IU-Developed Method Restores Patient’s Face
Fighting cancer resulted in a devastating physical loss for a 68 year-old Evansville man; Shirley Anderson is missing the entire lower portion of his face. While he has the top half of his mouth, the bottom half—including lower jaw, lower lip, bottom teeth and chin—were lost to bone death after radiation therapy. The task of creating a prosthesis to rebuild his face was “overwhelming” for an Indiana University dentist. Knowing traditional methods wouldn’t accomplish the task at hand, Dr. Travis Bellicchi turned to artists for help, and the unlikely team created a groundbreaking method that has changed Anderson’s life and is now being perfected to help many more patients.
Anderson was the first facial prosthetic patient for Bellicchi, who was just getting his feet wet in the specialty. The seemingly insurmountable challenge meant he’d have to produce the largest facial prosthetic ever made at the IU School of Dentistry.

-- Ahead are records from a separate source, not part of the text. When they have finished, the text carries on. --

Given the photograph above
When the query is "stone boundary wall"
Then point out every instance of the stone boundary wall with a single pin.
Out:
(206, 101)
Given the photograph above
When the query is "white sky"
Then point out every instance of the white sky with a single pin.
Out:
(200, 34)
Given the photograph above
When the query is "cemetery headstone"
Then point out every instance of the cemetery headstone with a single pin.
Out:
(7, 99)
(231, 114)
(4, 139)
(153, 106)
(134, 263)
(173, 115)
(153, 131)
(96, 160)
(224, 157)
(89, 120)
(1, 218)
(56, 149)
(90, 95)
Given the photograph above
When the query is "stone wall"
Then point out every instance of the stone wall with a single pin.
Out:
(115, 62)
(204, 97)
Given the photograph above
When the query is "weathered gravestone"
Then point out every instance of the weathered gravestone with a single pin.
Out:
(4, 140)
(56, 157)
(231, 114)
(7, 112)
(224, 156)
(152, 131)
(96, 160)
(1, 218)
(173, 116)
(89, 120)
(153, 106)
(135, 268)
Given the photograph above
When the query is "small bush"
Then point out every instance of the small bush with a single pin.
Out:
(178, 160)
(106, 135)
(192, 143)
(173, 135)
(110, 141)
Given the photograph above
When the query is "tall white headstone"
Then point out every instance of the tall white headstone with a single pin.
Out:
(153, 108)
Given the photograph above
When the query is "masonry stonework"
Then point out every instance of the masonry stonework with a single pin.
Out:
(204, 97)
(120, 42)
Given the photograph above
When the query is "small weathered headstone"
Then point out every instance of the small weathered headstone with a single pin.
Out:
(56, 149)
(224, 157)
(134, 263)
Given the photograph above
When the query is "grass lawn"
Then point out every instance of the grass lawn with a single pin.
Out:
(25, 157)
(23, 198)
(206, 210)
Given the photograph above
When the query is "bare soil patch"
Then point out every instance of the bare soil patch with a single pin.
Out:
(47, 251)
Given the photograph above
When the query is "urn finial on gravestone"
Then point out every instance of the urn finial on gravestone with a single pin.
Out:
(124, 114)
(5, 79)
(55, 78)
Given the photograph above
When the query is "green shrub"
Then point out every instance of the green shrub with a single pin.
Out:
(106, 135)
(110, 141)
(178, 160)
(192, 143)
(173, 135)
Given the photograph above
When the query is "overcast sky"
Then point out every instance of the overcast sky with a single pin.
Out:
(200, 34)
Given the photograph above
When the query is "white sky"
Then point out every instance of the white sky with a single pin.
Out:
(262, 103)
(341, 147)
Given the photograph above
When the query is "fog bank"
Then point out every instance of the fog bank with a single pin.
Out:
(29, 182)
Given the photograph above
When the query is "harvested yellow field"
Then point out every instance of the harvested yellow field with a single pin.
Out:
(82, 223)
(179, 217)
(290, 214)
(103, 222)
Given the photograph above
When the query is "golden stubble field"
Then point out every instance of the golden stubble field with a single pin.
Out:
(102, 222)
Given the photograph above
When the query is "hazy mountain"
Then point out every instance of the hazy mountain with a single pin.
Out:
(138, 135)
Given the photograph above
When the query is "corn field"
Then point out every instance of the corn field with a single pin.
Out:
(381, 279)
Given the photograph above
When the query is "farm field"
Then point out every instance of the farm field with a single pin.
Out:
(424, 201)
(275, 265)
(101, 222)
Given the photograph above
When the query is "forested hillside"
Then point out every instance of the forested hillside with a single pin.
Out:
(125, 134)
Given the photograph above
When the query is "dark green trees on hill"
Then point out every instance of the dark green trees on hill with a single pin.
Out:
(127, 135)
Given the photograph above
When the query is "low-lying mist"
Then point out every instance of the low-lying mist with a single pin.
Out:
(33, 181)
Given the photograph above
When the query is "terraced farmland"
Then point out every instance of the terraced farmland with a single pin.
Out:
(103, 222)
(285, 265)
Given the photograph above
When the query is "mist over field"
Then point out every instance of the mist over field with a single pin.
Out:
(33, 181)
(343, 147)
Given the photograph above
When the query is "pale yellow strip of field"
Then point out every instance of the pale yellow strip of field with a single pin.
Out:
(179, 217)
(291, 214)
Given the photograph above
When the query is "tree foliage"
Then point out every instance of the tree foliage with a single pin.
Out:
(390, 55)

“That’s why I sought out a better way,” says Bellicchi, a second-year maxillofacial prosthodontics resident. “If we were just making an ear or nose, the traditional method is adequate, but for something on a larger scale, it just isn’t sufficient.”

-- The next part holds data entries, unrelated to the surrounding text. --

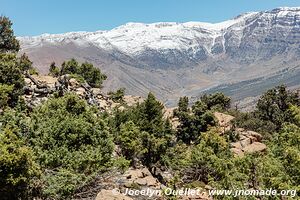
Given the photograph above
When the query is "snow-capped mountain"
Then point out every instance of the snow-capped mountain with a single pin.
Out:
(174, 59)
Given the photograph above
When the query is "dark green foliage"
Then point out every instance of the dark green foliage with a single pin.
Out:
(17, 166)
(54, 70)
(192, 121)
(71, 143)
(274, 105)
(151, 131)
(91, 74)
(5, 92)
(130, 141)
(8, 42)
(118, 95)
(25, 63)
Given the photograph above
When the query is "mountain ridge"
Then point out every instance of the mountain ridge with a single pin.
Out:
(175, 59)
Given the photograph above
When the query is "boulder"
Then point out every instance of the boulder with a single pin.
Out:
(255, 147)
(236, 145)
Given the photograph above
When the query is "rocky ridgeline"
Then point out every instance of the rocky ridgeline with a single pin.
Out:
(39, 88)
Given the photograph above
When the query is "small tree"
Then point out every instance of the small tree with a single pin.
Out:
(130, 141)
(5, 92)
(17, 166)
(274, 105)
(54, 70)
(8, 42)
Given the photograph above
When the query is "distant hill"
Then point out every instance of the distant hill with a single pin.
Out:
(242, 57)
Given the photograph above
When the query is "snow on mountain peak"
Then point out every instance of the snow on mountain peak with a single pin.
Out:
(132, 38)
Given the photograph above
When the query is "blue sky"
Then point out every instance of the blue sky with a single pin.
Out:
(34, 17)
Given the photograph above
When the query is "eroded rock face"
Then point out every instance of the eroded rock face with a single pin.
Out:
(224, 121)
(249, 142)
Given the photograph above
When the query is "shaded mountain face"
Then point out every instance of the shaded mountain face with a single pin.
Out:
(241, 57)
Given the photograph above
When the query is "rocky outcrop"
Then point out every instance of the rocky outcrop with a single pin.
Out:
(39, 88)
(224, 121)
(248, 141)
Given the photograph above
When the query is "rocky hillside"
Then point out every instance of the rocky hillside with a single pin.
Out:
(243, 56)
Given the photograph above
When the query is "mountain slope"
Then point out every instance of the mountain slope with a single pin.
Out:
(175, 59)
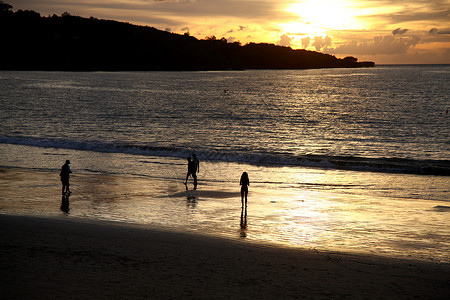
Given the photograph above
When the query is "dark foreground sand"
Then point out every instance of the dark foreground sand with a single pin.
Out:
(68, 258)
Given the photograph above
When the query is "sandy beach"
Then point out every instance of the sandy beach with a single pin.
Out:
(45, 258)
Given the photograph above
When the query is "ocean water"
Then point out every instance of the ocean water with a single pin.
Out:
(338, 158)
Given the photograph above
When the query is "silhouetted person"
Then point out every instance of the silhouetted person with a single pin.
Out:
(196, 167)
(245, 182)
(191, 172)
(65, 174)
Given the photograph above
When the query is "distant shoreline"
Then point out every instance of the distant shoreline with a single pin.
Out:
(73, 43)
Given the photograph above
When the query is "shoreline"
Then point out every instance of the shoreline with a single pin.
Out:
(53, 257)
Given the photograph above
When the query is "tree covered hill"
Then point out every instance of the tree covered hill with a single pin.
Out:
(33, 42)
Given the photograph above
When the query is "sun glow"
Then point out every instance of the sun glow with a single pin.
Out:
(324, 14)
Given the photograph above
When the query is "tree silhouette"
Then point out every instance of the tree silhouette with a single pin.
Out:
(67, 42)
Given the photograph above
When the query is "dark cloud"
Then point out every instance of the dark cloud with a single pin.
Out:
(321, 43)
(399, 31)
(379, 45)
(439, 31)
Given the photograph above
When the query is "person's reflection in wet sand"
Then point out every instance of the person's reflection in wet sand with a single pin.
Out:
(191, 201)
(243, 231)
(65, 203)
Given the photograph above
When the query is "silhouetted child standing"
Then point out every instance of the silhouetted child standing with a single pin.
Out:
(65, 171)
(245, 182)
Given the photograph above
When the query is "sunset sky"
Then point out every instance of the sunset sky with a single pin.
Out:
(384, 31)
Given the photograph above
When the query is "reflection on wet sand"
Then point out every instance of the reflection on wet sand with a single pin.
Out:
(243, 231)
(65, 208)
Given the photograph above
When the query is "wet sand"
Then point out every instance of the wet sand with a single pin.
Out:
(45, 258)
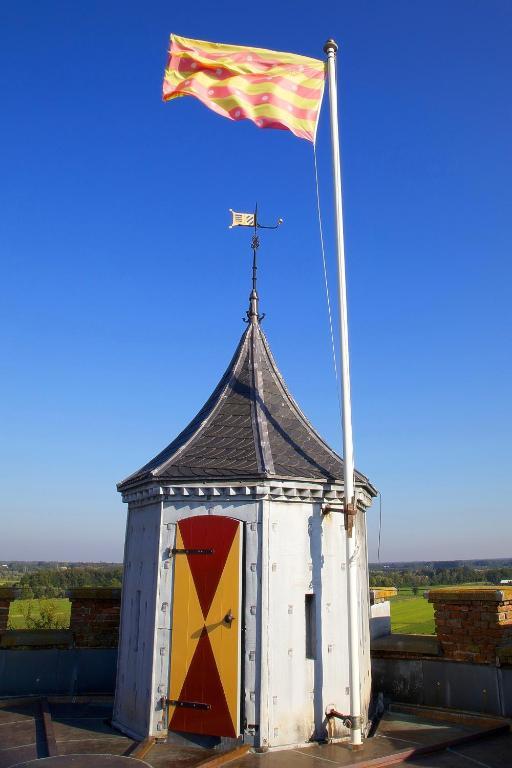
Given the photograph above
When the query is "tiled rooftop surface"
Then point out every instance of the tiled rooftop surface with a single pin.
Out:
(83, 727)
(249, 428)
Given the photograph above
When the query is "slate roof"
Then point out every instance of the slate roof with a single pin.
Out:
(249, 429)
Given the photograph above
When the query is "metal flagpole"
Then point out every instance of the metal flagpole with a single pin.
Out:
(330, 49)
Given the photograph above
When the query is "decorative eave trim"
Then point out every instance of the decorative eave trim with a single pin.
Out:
(273, 490)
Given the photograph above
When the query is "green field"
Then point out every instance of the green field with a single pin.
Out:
(411, 614)
(52, 613)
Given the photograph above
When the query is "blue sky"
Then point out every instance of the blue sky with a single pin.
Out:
(123, 289)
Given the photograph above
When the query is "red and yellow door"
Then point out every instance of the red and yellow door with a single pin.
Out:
(205, 650)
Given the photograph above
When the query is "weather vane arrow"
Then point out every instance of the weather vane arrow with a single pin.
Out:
(251, 220)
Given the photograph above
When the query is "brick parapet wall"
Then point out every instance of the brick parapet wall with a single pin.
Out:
(95, 616)
(381, 594)
(472, 624)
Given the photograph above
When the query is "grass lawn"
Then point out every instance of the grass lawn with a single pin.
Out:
(412, 614)
(29, 614)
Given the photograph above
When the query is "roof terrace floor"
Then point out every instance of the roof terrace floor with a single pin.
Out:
(34, 731)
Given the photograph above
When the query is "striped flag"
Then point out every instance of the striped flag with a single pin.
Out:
(271, 88)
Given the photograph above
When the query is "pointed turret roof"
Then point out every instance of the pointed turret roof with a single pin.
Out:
(249, 429)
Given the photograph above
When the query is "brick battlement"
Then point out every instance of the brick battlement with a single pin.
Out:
(472, 624)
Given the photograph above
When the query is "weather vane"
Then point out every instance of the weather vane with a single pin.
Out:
(251, 220)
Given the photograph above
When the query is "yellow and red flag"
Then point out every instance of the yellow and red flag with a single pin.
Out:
(271, 88)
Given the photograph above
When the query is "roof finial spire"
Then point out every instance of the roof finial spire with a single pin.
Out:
(251, 220)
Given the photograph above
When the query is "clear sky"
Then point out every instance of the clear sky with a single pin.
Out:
(123, 289)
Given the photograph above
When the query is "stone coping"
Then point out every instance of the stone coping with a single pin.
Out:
(468, 594)
(405, 646)
(36, 638)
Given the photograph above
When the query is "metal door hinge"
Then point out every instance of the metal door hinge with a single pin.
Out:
(175, 551)
(164, 701)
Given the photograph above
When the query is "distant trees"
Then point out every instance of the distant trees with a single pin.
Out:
(54, 582)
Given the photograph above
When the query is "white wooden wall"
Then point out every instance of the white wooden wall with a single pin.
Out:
(290, 550)
(132, 706)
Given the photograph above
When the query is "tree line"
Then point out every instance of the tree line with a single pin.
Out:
(55, 582)
(432, 576)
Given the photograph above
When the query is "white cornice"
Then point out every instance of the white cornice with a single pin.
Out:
(278, 490)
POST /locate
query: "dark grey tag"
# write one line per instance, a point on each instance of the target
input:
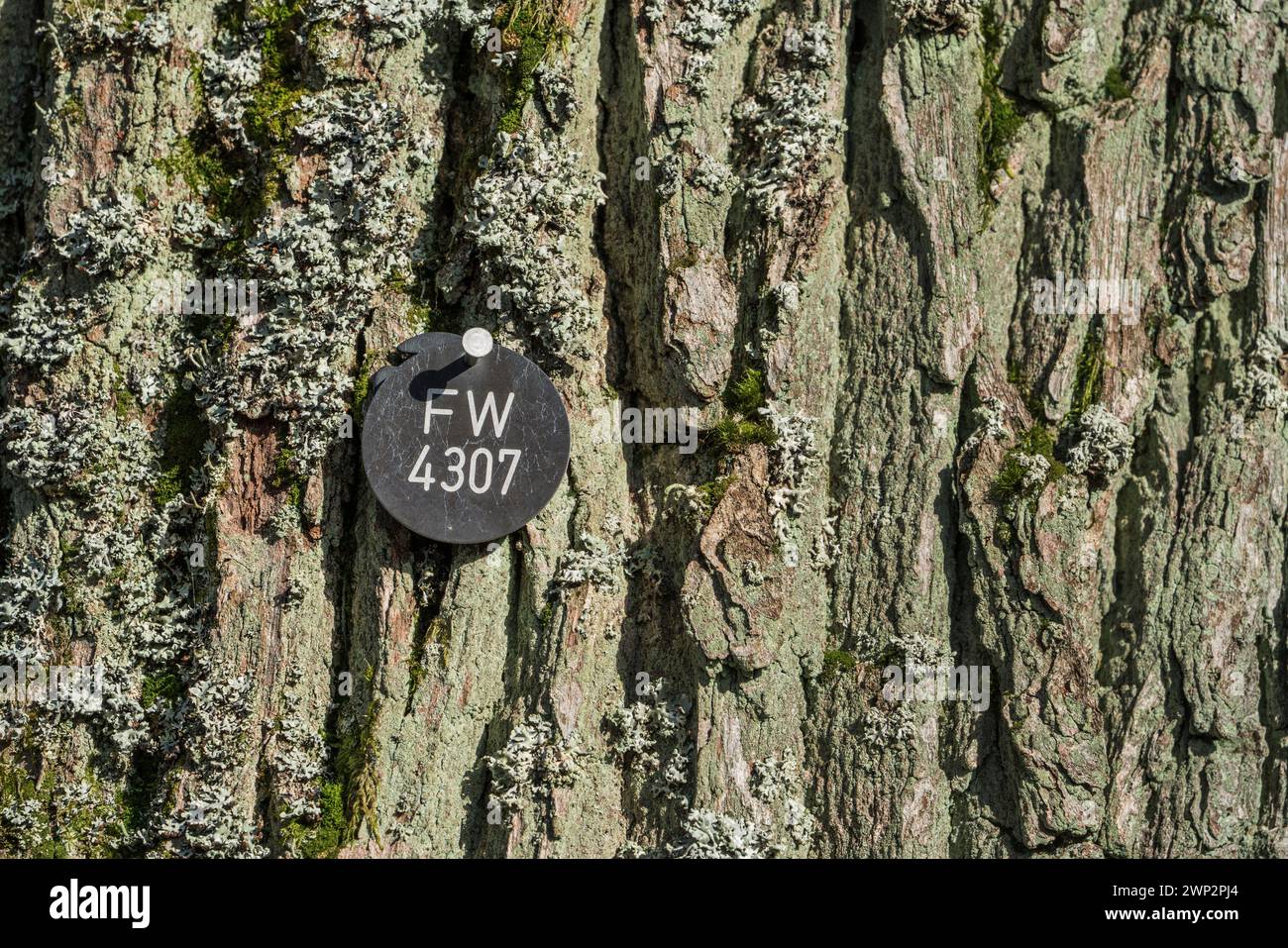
(464, 453)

The task demanded medical expertise and artistic prowess to, essentially, sculpt Anderson a new lower face. Bellicchi found the partners he needed in—surprisingly—an undergraduate student learning how to digitally create video game characters and a faculty member, both in the Department of Media Arts and Science at the IU School of Informatics and Computing at IUPUI.

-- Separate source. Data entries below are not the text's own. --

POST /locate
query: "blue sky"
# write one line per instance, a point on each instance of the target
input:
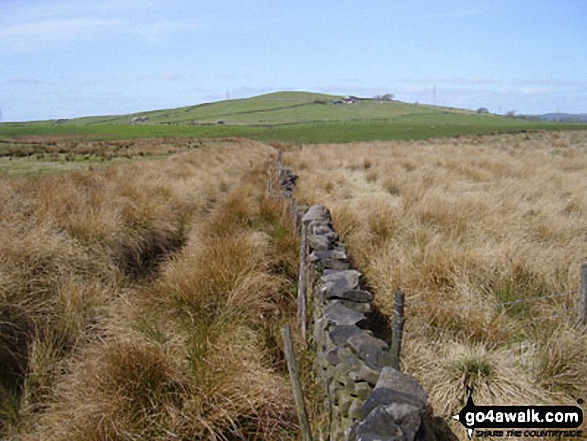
(68, 58)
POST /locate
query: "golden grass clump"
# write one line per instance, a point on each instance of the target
(74, 250)
(193, 355)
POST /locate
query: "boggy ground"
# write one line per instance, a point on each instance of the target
(486, 235)
(143, 301)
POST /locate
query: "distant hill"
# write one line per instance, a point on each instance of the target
(272, 109)
(292, 117)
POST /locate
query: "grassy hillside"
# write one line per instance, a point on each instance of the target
(288, 117)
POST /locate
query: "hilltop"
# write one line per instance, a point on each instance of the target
(293, 117)
(273, 109)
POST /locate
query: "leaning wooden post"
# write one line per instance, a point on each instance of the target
(302, 301)
(278, 163)
(583, 295)
(296, 385)
(397, 328)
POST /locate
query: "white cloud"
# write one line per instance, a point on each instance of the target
(165, 76)
(44, 26)
(474, 80)
(535, 90)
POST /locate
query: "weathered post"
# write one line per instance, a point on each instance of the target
(397, 328)
(296, 385)
(278, 163)
(583, 295)
(302, 302)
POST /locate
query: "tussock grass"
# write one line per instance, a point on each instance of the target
(86, 353)
(486, 236)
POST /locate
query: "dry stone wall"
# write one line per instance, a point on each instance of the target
(366, 398)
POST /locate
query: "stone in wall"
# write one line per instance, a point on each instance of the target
(366, 398)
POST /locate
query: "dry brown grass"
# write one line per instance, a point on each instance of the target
(104, 337)
(466, 227)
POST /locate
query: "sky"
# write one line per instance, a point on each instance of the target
(71, 58)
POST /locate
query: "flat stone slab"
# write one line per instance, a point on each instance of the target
(365, 308)
(391, 378)
(316, 212)
(340, 334)
(367, 347)
(319, 243)
(333, 284)
(336, 253)
(377, 426)
(339, 265)
(341, 315)
(354, 295)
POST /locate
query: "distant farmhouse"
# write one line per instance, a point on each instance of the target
(139, 120)
(347, 100)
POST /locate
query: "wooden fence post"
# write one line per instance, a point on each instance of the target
(397, 328)
(583, 295)
(296, 385)
(302, 301)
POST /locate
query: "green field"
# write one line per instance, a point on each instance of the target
(294, 117)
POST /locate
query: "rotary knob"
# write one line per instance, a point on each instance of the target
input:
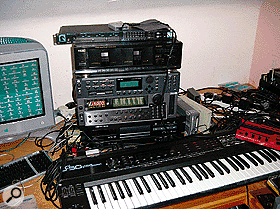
(157, 99)
(150, 79)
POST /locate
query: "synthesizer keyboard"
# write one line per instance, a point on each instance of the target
(160, 174)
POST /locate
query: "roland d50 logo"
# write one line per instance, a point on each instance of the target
(13, 196)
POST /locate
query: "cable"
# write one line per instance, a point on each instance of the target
(24, 140)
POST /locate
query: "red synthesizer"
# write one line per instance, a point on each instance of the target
(259, 134)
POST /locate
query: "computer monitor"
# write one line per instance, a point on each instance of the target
(25, 90)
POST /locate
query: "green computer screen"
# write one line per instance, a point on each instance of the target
(20, 91)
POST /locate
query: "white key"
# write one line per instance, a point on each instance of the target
(166, 192)
(89, 197)
(128, 200)
(234, 175)
(171, 189)
(100, 203)
(159, 193)
(107, 203)
(197, 185)
(147, 195)
(191, 186)
(153, 193)
(135, 198)
(120, 200)
(114, 202)
(181, 189)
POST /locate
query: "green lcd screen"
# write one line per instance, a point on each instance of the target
(20, 91)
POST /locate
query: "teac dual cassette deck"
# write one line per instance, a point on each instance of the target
(126, 56)
(116, 99)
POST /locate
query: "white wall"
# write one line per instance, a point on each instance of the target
(218, 37)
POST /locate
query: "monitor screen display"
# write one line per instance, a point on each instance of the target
(26, 104)
(20, 91)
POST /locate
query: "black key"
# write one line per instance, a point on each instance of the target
(179, 177)
(186, 175)
(119, 190)
(114, 195)
(252, 160)
(93, 197)
(196, 173)
(164, 183)
(202, 172)
(232, 164)
(156, 182)
(243, 161)
(101, 194)
(127, 188)
(270, 155)
(257, 158)
(146, 185)
(217, 167)
(208, 170)
(264, 156)
(170, 180)
(274, 153)
(239, 164)
(223, 166)
(138, 186)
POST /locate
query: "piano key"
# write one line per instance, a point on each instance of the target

Leaving conventional methods behind, Bellicchi believes the team is the first to create a prosthetic using a combination of new digital design technologies. Media Arts and Science Lecturer Zebulun Wood says they used photogrammetry to scan and create a “topographic map” of Anderson’s face. The team converted that to a digital model, used various software to help complete the prosthetic’s appearance, then 3D printed the mold for what would become Anderson’s new lower face.
“The workflow is what’s totally unique; we’re not doing any of the traditional workflow to get to the final result, which is a silicone prosthesis,” says Bellicchi. “I found a team that can do really impressive organic modeling for human structure, and I can focus on just taking care of the patient, rather than learning how to become a sculptor myself.”
Wood says undergraduate student Cade Jacobs is one of the first Media Arts and Science students to connect their digital artistic skills—typically used to create video game or film characters—to help patients.
“I’ve strayed away entirely from anything entertainment and put all of my focus into the medical field now,” says Jacobs. “It’s exciting to know a skillset like mine in digital arts and sculpture can be useful in the medical industry and make a difference for patients.”
The collaboration has been so successful that the team is launching an effort to create new classes in the School of Informatics and Computing that would bring clinicians and Media Arts and Science students together to do similar work. The project may also establish a center to help clinicians from any specialty create digital designs.
“[Jacobs] is absolutely on the level with us as a collaborator and a colleague; this doesn’t feel like a mentor-to-mentee relationship,” says Bellicchi. “He’s able to make decisions about the cases we’re working on, and he brings me new ideas that I hadn’t thought of that I’m so impressed by. We’re using his design ideas for patient care. To make decisions that affect change for cancer patients and facial trauma victims is a very exciting opportunity.”
In addition to delivering two prosthetics to Anderson, the team has used the method—which they’ve named the IU Shirley Technique—to help five more patients. The teams says it’s also a more streamlined process for the patient and allows designers to create a prosthetic in a matter of days, rather than weeks or months. The collaborators are applying for grants to standardize the method, so it can be expanded to impact more patients.
“I’m most excited about refining the process to the point that we can share it with other clinicians and health care providers as a comprehensive solution…and they’re able to do this work with their patients at a different facility,” says Bellicchi. “Doing it here for our patients in Indiana is wonderful, but I would love to be able to help patients on a bigger scale.”